Taking the same scenario as above, if you had invested in Foursquare with narrow-based weighted average anti-dilution rights, we’ve sketched out a possible outcome:

Imagine that you invested $500,000 in Foursqauare’s Series D round, at a $700 million post-money valuation. You bought 38,640 shares at $12.94 per share, with narrow-based-weighted average anti-dilution rights. Foursquare later goes on to raise a Series E round at a $307 million post-money valuation, and the price-per-share drops by 69%, to $4.01. Your shares are now worth $154,496 (about 69% less than their value at the time of your initial investment).

According the broad-based weighted average anti-dilution formula, in this scenario, Foursquare recalculates your initial holdings as being worth $11.40/share. If you had invested $500,000 at $11.40/share, you would have bought 43,860 shares.

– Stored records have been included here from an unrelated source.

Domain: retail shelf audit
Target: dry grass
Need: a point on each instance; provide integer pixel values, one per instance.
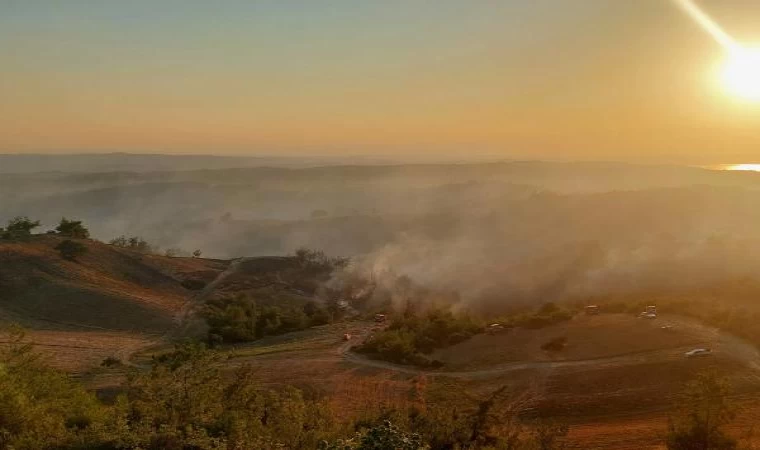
(588, 337)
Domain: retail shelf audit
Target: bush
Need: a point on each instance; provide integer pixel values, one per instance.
(193, 285)
(73, 229)
(406, 340)
(111, 361)
(19, 228)
(555, 345)
(71, 250)
(240, 319)
(134, 243)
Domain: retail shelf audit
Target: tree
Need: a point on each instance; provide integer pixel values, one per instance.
(20, 227)
(705, 411)
(71, 250)
(382, 437)
(73, 229)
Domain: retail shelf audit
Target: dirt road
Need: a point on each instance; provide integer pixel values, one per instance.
(720, 342)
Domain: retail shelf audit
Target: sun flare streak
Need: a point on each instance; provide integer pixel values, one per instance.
(707, 24)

Therefore, Foursquare would have to issue you an additional 5,220 shares. These additional shares, plus your initial holdings, are worth $175,879 total after the Series E ($4.01/share) valuation. This provides a slight cushion to investors with broad-based weighted average anti-dilution rights, who lose 65% of their value, as compared to the 69% they would have lost if they did not have anti-dilution rights.

Which type of anti-dilution rights do most founders and investors prefer?

Many founders and investors believe that broad and narrow-based-weighted-average anti-dilution rights are more fair to all parties involved than full ratchet anti-dilution rights, because they protect the investors while not excessively diluting common shareholders.

Full ratchet anti-dilution rights run the risk of diluting the company founder’s shares of common stock too early. Many investors believe that it is very important for startup founders to hold a substantial amount of ownership interest in their business, which provides additional incentivize for them to lead the company to a successful exit and create a beneficial outcome for themselves and their investors.